Ski area sizes – not only boys who exaggerate

I tend to take the published size of a ski area on face value. If the lift company says a resort has so many kilometre of piste, and everyone publishes the same figure, who am I to doubt them? My biggest challenge has to been to keep the figures up to date, and separate out figures for unlinked sections covered on the same pass.
Corduroy piste, St Luc
However I have often found resorts that claim a certain size of terrain seem to have less than advertised. I can generally cover up to 100km in a day, and often wonder how I get round a resort so quickly. Also the figures are often inclusive of long resort trails that are little more than snow-covered tracks, and parallel stretches of piste that really should count as one piste. And do you measure the central line of a piste to establish length, the shortest line a skier could take or the zig-zag of an accomplished skier? It has often struck me that acreage, as used in North America, would be a useful additional measure.

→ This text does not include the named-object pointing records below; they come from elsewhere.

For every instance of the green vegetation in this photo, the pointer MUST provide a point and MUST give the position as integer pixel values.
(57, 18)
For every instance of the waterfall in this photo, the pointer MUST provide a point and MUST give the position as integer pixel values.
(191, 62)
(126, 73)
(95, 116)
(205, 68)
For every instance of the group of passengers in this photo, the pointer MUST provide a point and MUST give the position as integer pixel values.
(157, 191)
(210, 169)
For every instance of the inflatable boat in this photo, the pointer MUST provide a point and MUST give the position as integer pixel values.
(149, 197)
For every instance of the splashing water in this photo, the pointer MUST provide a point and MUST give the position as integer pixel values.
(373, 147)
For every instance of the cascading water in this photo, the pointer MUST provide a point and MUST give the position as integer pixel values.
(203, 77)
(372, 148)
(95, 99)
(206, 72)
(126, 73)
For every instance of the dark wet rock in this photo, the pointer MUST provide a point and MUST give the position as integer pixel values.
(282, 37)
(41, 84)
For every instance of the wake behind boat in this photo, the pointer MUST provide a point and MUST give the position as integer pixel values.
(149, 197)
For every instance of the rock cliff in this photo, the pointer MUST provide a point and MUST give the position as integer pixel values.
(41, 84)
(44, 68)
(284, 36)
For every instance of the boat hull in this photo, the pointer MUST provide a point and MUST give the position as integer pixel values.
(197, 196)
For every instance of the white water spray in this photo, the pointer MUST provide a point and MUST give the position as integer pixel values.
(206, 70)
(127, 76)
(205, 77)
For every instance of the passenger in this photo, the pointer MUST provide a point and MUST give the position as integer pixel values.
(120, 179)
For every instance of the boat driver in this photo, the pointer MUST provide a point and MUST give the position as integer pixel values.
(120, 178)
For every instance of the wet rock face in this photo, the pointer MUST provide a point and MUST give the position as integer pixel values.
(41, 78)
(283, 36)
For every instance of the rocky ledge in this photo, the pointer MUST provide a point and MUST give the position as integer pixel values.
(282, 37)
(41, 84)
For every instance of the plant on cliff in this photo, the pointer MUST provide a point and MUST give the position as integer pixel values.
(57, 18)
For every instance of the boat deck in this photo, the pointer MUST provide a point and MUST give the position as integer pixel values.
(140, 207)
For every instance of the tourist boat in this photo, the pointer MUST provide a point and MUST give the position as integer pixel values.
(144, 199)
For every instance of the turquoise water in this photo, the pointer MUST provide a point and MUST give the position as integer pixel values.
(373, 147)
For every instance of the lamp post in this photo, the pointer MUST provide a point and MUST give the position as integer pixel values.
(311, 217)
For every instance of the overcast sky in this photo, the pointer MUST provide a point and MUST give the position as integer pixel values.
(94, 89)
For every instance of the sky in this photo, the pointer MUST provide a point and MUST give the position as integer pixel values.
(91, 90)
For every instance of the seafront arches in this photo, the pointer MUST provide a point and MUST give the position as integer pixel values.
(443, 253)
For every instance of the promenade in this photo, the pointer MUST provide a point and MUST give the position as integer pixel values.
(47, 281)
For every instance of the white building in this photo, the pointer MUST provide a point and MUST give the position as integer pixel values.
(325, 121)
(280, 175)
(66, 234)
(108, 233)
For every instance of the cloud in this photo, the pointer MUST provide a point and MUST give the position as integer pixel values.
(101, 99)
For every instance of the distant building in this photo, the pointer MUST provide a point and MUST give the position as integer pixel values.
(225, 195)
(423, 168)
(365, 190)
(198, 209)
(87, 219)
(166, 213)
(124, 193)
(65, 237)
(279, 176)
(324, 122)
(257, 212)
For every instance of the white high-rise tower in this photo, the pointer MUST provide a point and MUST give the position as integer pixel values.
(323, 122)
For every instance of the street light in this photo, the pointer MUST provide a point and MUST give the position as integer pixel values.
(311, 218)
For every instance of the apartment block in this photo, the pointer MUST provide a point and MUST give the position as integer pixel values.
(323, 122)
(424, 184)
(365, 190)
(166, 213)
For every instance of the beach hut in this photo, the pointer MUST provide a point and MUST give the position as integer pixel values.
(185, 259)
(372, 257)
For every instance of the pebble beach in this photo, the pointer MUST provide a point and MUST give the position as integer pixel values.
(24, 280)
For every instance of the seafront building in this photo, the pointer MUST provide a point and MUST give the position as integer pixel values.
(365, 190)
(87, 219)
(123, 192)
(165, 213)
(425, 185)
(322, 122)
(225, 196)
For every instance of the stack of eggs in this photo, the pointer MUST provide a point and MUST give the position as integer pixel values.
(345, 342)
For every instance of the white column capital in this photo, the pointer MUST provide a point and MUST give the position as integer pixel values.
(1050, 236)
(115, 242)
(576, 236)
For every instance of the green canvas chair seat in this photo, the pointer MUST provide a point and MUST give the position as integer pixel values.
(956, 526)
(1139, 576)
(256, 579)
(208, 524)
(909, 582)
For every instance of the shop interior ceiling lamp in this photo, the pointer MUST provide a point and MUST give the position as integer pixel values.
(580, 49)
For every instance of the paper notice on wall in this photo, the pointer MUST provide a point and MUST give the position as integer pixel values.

Now, in a new book from Cologne-based cartographer and writer, Christoph Schrahe, entitled ‘The 50 Biggest Ski Areas in The World’, the claims of some lift companies are challenged. Using Google Earth and other sources the author found resorts in Europe wildly overstate the size of their terrain, on average by 40% but often by more. He reckons the 4 Valleys area that includes Verbier is 164km rather than the advertised 412km. St Moritz, he claims is a mere 64km rather, presumably, than the published 160km for Corviglia. The Portes du Soleil area, often claimed as the biggest linked ski area in the world with 650km of piste, is dismissed by Shrahe as merely 4th biggest, with 402km across 4 uncontiguous areas.

The French/Italian Milky Way is another culprit identified by Shrahe as exaggerating its size. The relative downgrading of so many European resorts leads to some American resorts being upgraded: Whistler Blackcomb is in the world top five on size, Vail in the top 10 and the 3 Valleys of the Andes around Valle Nevado in Chile is in the world top 15, according to J2Ski.

The Swiss newspaper Blick writes that the Swiss consumer affairs agency is going to investigate the claims, whilst the German Der Tagesspiegel reports outrage in the Tirol where the Austrian enviromental agency is considering prosecutions (although in fairness the Tyrolean resorts on the whole are more accurate than most).

The book itself is available for 99 euros by sending the author an email (google him to find his web site). I haven’t seen a copy of the report so I don’t know how far to believe his claims, but it is probably about time piste sizes were independently assessed, or clear guidelines were introduced. Perhaps there should also be a clear distinction between groomed pistes and unprepared, marked areas. There’s an opportunity for somebody here to ski or snowboard all the world’s best resorts and get an accurate figure – I’m available for commission if anyone needs a volunteer!